In order to make a 1950s horror or sci-fi movie, basically you needed a monster costume. That’s about it. From Hell It Came, which premiered today in 1957 and for which you see a promo poster in three sheet format above, has a very good monster. Too bad the rest of the movie is so very bad. It’s a half-baked tropical drama with two main plot threads: an unjustly killed tribesman vows to return as a revenant called the Tabonga; and several do-gooder doctors are in the area trying to eradicate a plague. The tribesman actually does come back—and the Tabonga turns out to be a living tree. See below:

A lot of ’50s monsters looked like two dudes under a shag rug, but this Tabonga is pretty scary. Which is why it’s absurd that when the doctors find this abomination growing in the native graveyard they bring it back to their lab, probe it with stethoscopes and poke it with needles, utterly baffled—but in no way terrified—that the hideous thing has a vaguely humanoid form and a heartbeat. They really deserve to die, but they don’t. Because it’s the 1950s. Various natives get croaked, though. Because it’s the 1950s.

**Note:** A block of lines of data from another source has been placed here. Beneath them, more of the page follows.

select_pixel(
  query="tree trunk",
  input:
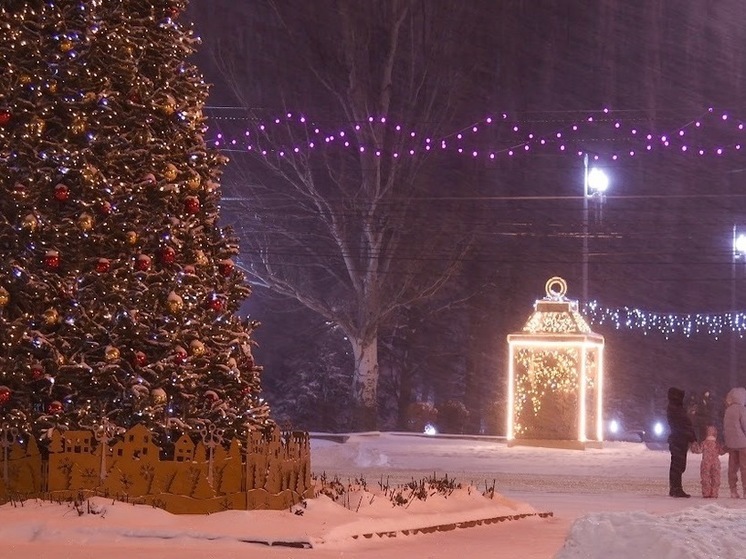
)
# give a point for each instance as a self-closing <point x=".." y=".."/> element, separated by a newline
<point x="365" y="383"/>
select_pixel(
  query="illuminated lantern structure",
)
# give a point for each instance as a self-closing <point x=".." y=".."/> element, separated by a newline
<point x="555" y="389"/>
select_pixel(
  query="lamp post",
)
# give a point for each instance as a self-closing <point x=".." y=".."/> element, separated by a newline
<point x="595" y="183"/>
<point x="739" y="251"/>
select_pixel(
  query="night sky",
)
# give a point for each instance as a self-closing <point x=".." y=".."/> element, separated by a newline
<point x="659" y="241"/>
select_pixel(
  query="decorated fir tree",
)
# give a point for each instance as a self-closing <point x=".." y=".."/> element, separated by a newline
<point x="117" y="289"/>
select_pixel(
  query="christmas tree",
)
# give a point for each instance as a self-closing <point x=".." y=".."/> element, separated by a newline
<point x="118" y="293"/>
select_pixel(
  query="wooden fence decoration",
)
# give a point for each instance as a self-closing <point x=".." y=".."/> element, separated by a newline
<point x="267" y="471"/>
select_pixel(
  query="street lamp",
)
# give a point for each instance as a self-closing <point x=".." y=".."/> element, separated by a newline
<point x="595" y="183"/>
<point x="739" y="251"/>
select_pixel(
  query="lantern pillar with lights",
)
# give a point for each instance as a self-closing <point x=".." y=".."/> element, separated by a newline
<point x="555" y="376"/>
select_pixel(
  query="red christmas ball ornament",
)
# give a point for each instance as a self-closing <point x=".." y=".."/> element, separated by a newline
<point x="5" y="394"/>
<point x="142" y="264"/>
<point x="140" y="359"/>
<point x="180" y="354"/>
<point x="19" y="190"/>
<point x="55" y="407"/>
<point x="226" y="267"/>
<point x="216" y="304"/>
<point x="37" y="371"/>
<point x="191" y="204"/>
<point x="168" y="255"/>
<point x="61" y="192"/>
<point x="52" y="259"/>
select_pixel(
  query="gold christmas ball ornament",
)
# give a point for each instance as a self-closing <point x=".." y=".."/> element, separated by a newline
<point x="174" y="303"/>
<point x="193" y="182"/>
<point x="51" y="317"/>
<point x="111" y="353"/>
<point x="78" y="125"/>
<point x="168" y="105"/>
<point x="158" y="396"/>
<point x="197" y="348"/>
<point x="36" y="126"/>
<point x="30" y="223"/>
<point x="85" y="222"/>
<point x="89" y="172"/>
<point x="170" y="172"/>
<point x="200" y="259"/>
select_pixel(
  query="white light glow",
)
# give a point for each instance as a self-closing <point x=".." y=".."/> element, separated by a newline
<point x="658" y="428"/>
<point x="614" y="426"/>
<point x="598" y="181"/>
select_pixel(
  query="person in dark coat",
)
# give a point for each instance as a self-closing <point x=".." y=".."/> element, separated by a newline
<point x="681" y="435"/>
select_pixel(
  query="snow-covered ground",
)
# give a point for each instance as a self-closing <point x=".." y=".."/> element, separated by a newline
<point x="609" y="503"/>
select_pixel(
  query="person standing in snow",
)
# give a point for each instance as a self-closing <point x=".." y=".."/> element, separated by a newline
<point x="704" y="416"/>
<point x="709" y="470"/>
<point x="734" y="432"/>
<point x="681" y="435"/>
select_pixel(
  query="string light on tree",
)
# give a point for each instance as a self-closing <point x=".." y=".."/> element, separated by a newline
<point x="712" y="132"/>
<point x="667" y="324"/>
<point x="108" y="184"/>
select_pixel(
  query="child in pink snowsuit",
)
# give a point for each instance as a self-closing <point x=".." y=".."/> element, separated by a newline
<point x="709" y="470"/>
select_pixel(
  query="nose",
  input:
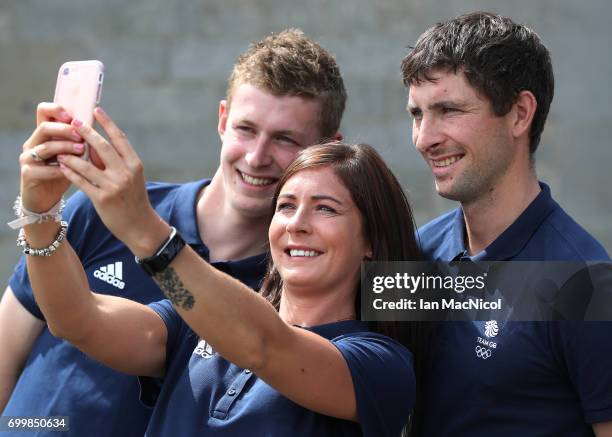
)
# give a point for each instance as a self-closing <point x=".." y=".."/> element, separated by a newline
<point x="260" y="154"/>
<point x="426" y="134"/>
<point x="299" y="222"/>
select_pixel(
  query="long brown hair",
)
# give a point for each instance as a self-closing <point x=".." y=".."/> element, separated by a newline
<point x="388" y="226"/>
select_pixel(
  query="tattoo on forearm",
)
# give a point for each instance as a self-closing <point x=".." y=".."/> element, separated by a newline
<point x="173" y="288"/>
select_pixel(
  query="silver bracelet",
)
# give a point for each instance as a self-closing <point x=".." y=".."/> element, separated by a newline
<point x="26" y="217"/>
<point x="45" y="251"/>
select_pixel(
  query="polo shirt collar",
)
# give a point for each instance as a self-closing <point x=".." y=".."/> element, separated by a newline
<point x="512" y="241"/>
<point x="183" y="213"/>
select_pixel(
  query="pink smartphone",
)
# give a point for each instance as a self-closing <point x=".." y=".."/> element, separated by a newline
<point x="78" y="90"/>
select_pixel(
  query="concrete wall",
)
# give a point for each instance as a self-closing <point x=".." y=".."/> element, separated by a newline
<point x="167" y="61"/>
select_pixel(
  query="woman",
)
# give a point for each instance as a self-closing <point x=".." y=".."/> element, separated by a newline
<point x="231" y="362"/>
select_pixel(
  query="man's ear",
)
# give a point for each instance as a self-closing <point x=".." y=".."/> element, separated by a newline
<point x="524" y="110"/>
<point x="223" y="113"/>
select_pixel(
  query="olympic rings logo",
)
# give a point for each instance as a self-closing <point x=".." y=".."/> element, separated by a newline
<point x="483" y="352"/>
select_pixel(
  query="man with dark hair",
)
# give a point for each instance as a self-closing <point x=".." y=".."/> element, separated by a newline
<point x="480" y="89"/>
<point x="285" y="93"/>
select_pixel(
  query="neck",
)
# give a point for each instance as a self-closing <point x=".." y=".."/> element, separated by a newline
<point x="310" y="309"/>
<point x="227" y="234"/>
<point x="491" y="214"/>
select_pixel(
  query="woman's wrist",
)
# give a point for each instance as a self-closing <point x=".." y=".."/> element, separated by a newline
<point x="149" y="238"/>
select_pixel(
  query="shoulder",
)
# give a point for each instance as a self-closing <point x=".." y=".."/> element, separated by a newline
<point x="564" y="239"/>
<point x="433" y="235"/>
<point x="383" y="378"/>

From Hell It Came is as wooden as its malevolent tree. It’s at least a six beer movie—that’s the absolute minimum you’ll need to make it enjoyable. Everything is off with this cinematic calamity. The script is atrocious. The music is insane. And all the natives are white. But maybe it’s actually good that not a single tribal role went to a person of color. If they had, the movie would be seen today as intolerably bigoted. It’s still cringeworthy, but at least no brown SAG members had to sacrifice pride and credibility to earn a meager paycheck. Our recommendation: Don’t see the forest or the tree.











Hi, humans. Bad movie, no doubt, but a small point in its favor. As you know, we bears like to rub our butts on trees. The Tabonga would make a nice rubbin’ tree.